Brisseau. Si vous avez suivi le feuilleton, c'est le premier des vieux gros dégueulasses. Et Skoreki demande qu'on lui foute la paix dans Libération. Le même Skoreki, vieux gros dégueu, qui a publié un bouquin sulfureux (je l'ai pas lu) qui parlait un peu trop de petits enfants, m'a-t-on dit. Le même qui a un talent d'enfer, et qui fait une chronique films à tomber par terre (encore que le procédé devient un peu fatiguant, à la longue...)

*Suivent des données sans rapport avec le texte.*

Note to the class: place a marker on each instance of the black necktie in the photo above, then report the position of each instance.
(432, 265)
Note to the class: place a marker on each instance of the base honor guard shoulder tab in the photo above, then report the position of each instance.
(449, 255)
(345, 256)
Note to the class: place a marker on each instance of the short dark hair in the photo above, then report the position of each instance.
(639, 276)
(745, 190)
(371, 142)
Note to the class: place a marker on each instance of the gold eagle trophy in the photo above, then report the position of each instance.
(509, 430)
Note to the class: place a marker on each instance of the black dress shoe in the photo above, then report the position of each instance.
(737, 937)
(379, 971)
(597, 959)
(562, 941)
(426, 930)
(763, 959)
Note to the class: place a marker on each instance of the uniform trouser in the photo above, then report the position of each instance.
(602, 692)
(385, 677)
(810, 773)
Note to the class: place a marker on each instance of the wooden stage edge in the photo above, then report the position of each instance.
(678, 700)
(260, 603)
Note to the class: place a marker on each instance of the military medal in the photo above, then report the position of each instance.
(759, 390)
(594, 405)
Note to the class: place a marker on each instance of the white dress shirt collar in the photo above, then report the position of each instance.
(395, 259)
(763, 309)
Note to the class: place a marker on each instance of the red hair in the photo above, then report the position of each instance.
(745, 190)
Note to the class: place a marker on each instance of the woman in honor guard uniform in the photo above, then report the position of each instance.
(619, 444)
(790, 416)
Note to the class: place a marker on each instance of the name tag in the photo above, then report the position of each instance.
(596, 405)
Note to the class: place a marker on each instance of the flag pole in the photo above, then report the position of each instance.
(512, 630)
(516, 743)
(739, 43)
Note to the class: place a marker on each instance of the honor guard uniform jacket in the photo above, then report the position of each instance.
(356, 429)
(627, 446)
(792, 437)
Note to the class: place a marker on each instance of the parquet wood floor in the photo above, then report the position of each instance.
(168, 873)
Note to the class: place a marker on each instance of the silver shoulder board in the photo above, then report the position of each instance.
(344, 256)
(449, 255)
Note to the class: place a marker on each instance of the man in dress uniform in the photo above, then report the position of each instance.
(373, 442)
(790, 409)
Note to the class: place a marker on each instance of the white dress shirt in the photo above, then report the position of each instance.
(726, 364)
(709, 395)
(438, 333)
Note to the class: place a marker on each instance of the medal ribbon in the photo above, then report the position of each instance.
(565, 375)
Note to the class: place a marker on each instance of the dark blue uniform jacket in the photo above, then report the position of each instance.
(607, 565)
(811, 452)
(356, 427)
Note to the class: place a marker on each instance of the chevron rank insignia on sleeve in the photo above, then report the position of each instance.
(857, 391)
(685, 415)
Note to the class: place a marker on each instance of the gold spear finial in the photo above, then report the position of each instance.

Bon, je reprends tranquillement. Brisseau est un cinéaste-poëte-maudit. Il a tout bon : films "sulfureux", ancien instit, pas un rond, adulé par un minuscule cercle d'amateurs haut-de-gamme, la soixantaine, une gueule d'enfer, etc

Là, il passe en procès après plainte de deux jeunes comédiennes parce qu'il avait fait beaucoup, semble-t-il d' "essais" avec elles et d'autres. Comme il s'agissait d'un film représentant (enfin ! ça n'a jamais été fait, dit-il !) la réalisation du désir féminin, les "essais" étaient faits de ça. De représentations du désir féminin. C'est ce que j'ai compris des papiers parus ici et là. Je vous passe les détails, mais, à la fois, je trouve qu'il s'explique très bien, très "naïvement", d'une certaine manière. Et en même temps, je suis très très mal à l'aise en me représentant ce bonhomme seul avec une jeune femme et une caméra vidéo dans une chambre ; la jeune femme étant là pour "représenter" le désir, l'orgasme féminin ; et pas seulement le répresenter, mais l'éprouver, sinon, explique Brisseau, ça ne marche pas. Il ne se passe rien. Artistiquement parlant.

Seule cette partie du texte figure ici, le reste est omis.